Just finished drip acclimating four fiddler crabs into the tank at the library.

Here they are in the acclimation tank...































Here's the male in their new home, eating algae off the driftwood.


----------



## Dragonbeards (Dec 14, 2008)

Got any pics of the whole set-up? From what I see, it's looking good! The kids are going to love it!


----------



## ChromeLibrarian (Jul 7, 2007)

I need to clean the glass before taking pics. Maybe tomorrow. I did get a good video of one of them peeling algae off the glass and eating it.


----------



## ChromeLibrarian (Jul 7, 2007)

Here's the whole tank...











And to my surprise, one of them appears to have molted.


----------



## Toshogu (Apr 24, 2009)

nice setup


----------



## bmlbytes (Aug 1, 2009)

Hey. You weren't supposed to use that cart 

Also, why does it look like the water goes to the top of the picture and about halfway down in the last picture (not the full tank one though).
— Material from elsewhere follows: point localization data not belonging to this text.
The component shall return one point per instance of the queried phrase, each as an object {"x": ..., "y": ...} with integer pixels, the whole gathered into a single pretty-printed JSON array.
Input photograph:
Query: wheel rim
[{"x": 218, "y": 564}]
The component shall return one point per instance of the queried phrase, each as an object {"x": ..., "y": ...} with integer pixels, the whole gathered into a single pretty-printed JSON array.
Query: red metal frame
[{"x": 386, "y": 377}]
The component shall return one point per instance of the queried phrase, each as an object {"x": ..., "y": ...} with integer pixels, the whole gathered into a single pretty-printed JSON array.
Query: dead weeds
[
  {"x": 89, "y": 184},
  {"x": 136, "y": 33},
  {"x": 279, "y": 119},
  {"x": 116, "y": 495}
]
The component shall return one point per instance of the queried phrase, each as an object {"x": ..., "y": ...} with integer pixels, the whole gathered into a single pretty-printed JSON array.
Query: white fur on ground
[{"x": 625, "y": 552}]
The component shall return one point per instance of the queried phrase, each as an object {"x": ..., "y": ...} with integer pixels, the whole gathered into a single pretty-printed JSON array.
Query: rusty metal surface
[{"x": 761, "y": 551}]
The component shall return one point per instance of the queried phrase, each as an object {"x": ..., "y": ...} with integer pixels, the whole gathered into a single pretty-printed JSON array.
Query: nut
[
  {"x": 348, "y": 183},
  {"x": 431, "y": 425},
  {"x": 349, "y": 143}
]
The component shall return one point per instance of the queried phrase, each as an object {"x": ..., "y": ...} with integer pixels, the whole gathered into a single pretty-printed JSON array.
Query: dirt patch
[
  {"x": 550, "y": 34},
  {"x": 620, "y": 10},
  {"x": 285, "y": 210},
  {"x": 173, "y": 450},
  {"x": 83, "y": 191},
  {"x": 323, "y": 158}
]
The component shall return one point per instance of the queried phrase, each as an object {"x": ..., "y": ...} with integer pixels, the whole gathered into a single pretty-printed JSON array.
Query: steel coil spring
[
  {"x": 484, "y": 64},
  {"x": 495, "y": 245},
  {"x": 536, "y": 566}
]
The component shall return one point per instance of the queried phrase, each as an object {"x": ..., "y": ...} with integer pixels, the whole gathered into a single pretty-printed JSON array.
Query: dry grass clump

It looks like there is a little pond under water?

EDIT: Since I know that was confusing, I highlighted it on the picture.








See, two water levels


----------



## Guest (Aug 11, 2009)

LOL that looks like a reflection!


----------



## ChromeLibrarian (Jul 7, 2007)

The lower red box is the bottom of the aquarium heater.

As far as the cart, I'm the boss, and that's my cart. If I didn't mark it, every time I wanted to use it, I'd have to go find it and unload it.


----------



## bmlbytes (Aug 1, 2009)

Oh I see, that makes sense now.


----------